KALISPELL, MN. (WMBB) – Panama City native Caleb Aland is making a name for himself within the high school football coaching landscape in Montana.

Aland, 27, has over a decade of coaching experience at the high school and collegiate levels.

He began by volunteering to help with Bay and Mosley High School while attending Gulf Coast State College, then spent a half dozen years as a student and grad assistant at Troy University.

Football was Aland’s life, until last summer when out of the blue he dropped his coaching dream and moved to Montana.

“From the time they called me to the time I left, it was less than a week, and I just kind of packed up everything and drove across the country, I worked out in Glacier,” Aland said.

He spent the better part of a year working at Glacier National Park, where he grew to love the scenery and eventually decided to call Big Sky Country his home.

However, the game of football wouldn’t let him escape that easily.
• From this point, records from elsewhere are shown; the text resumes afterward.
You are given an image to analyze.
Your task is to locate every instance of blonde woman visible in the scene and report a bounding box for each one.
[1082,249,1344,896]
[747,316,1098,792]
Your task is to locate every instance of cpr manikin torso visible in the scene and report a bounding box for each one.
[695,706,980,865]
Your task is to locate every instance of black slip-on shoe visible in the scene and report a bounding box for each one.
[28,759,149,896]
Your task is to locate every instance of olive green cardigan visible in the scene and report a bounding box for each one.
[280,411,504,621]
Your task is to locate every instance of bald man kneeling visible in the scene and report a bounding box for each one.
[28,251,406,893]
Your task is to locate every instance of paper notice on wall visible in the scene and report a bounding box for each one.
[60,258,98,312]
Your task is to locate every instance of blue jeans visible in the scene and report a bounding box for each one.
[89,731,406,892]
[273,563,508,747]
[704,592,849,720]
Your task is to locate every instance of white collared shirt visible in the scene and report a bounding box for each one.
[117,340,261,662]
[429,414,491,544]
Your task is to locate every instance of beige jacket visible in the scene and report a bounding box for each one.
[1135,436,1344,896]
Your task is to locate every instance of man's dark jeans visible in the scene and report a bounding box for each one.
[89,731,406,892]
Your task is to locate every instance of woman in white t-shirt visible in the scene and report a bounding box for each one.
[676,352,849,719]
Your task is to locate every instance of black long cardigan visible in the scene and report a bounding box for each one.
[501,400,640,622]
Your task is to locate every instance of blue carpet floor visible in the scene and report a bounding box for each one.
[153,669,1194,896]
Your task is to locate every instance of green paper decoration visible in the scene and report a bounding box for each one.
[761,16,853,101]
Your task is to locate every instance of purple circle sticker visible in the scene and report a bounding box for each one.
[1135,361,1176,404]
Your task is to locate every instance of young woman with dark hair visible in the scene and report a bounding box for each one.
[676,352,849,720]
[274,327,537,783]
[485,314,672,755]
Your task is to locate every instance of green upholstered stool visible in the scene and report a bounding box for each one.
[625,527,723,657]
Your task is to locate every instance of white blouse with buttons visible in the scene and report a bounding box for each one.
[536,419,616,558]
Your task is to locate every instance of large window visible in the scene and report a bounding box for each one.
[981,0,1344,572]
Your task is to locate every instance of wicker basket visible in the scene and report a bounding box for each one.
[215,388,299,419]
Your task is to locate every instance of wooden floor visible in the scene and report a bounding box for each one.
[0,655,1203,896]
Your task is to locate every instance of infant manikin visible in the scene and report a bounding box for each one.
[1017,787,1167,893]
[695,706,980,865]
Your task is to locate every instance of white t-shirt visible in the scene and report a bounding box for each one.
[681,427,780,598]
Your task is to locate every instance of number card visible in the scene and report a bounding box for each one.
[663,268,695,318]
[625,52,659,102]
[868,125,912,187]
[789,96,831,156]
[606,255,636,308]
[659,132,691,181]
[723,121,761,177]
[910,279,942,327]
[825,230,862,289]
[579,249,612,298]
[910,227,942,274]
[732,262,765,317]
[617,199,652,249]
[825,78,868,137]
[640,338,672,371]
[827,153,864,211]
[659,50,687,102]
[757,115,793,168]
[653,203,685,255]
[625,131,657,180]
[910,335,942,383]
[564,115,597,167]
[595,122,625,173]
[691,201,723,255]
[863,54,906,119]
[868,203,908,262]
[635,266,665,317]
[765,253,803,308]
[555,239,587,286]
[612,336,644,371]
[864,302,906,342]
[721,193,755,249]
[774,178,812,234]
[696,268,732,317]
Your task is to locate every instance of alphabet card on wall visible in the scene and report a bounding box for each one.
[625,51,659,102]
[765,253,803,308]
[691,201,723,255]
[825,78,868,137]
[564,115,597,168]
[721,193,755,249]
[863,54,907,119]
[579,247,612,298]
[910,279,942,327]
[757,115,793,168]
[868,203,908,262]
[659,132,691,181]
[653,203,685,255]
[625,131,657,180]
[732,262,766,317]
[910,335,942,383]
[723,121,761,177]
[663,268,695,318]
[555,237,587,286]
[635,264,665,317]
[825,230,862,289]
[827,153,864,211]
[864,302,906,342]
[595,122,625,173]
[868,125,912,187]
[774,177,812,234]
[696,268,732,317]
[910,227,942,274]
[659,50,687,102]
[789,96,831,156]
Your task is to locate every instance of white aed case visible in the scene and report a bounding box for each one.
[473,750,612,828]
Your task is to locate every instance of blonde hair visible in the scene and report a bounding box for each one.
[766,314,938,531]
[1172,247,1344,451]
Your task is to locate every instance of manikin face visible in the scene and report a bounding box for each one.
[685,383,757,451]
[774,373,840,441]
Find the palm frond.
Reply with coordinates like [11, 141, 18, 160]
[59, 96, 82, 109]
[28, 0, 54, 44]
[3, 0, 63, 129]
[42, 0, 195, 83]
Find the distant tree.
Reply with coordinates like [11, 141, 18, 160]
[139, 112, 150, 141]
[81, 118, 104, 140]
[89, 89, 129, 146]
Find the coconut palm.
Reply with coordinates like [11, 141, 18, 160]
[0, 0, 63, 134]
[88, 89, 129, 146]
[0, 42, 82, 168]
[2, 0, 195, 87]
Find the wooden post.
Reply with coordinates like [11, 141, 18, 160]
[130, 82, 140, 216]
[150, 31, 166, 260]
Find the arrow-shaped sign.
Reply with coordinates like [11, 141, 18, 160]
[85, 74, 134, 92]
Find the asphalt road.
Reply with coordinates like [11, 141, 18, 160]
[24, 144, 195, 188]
Aland joined the staff at Flathead High School in Kalispell, Montana, where in less than a year’s time, he was called upon to lead the program.

“I’m the fourth head coach since 2018,” Aland said. “So, they’ve really just had a bad up and down with coaches, there hasn’t been a whole lot of structure, a whole lot of routine or familiarity for the players”

Flathead, by all means, was due for a rebuild. The program has been living in the glory days since former NFL quarterback Brock Osweiler graduated there in 2008.

Coming into this fall, Flathead had not won a game since 2019.

“I told them, there’s nowhere to go but up,” Aland said.

After growing up in SEC country and learning under veteran coaches at Troy, Aland taught his players that to win games, football can’t just be a hobby, it has to be a way of life.

However, that mentality wasn’t welcomed by all.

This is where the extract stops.